Board of Directors

Operating Principles of the Board of Directors

The Board of Directors meets for one-day meetings at least four times a year and as often as business re- quires. In 2014, the Board held six meetings and one telephone conference.

Members of the EMB generally participate in Board meetings. Dr Andreas Meier, General Counsel of the Group, acts as a Secretary to the Board of Directors.

The Board of Directors consults external experts where necessary when discussing specific topics.

The Board of Directors is responsible for the strategic management of the company, the supervision of the EMB and the financial control. It reviews the company’s objectives and identifies opportunities and risks. In addition, it decides on the appointment and/or dismissal of members of the EMB. The Board of Directors also provides a mentoring service to the Executive Management. This aims to provide executives with an  experienced sparring partner/coach and a sounding board for testing ideas and seeking qualified independent opinions.

The Board of Directors has the following specific tasks and duties:
  • To approve the Group’s vision, mission, values and strategy.
  • To determine the principal organization and processes of the Group.
  • To approve the strategic plan, the financial medium-term plan and the annual budget of the Group.
  • To approve the semi-annual financial statements.
  • To approve the annual report, the compensation report and the annual financial statements and submit these to the annual general meeting.
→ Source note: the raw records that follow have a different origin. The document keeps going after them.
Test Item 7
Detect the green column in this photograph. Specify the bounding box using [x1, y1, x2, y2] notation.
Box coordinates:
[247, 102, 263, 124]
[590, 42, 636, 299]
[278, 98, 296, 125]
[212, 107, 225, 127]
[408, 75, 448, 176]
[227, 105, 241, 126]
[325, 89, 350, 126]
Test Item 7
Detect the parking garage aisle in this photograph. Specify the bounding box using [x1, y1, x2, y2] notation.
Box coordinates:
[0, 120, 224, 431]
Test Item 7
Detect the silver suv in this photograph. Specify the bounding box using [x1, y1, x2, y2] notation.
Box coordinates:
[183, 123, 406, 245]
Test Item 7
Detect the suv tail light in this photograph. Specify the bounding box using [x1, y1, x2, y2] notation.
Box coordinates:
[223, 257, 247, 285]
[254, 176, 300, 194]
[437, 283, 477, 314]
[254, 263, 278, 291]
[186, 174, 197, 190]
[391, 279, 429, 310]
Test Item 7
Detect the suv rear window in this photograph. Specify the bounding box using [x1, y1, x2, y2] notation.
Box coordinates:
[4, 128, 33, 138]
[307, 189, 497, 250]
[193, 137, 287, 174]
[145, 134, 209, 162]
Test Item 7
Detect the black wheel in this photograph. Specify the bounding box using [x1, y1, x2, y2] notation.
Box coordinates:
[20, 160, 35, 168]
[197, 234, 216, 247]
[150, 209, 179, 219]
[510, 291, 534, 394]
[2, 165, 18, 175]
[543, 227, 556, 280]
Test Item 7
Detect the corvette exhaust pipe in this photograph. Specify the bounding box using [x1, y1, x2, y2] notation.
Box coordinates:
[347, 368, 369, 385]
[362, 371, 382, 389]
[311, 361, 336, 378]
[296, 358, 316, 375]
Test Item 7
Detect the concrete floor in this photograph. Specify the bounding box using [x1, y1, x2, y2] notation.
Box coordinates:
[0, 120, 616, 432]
Committees of the Board of Directors

The Board of Directors has an Audit Committee and a Compensation Committee, each consisting of not fewer than three Board members with relevant background and experience. The Strategy Committee was dissolved in April 2014 and its duties were transferred either to the Audit Committee or to the full Board.

As of 2014, the members of the Compensation Committee are elected by the General Meeting for a term of one year. In the event of a vacancy in the Compensation Committee, the Board of Directors appoints the replacement from among its own members for the remaining term of office. The members of the Audit Committee are appointed by the Board of Directors. Both Committees constitute themselves and appoint their chairman from among their members.

The Board of Directors may establish further committees or appoint individual members for specific tasks.

Members of the Board of Directors

All seven members of the Board of Directors are elected individually by the Shareholders’ General Meeting for a term of one year, with re-election permitted and not limited.

Members: Roland Hess (Chair), Dr Sebastian Burckhardt, Ulrich Looser.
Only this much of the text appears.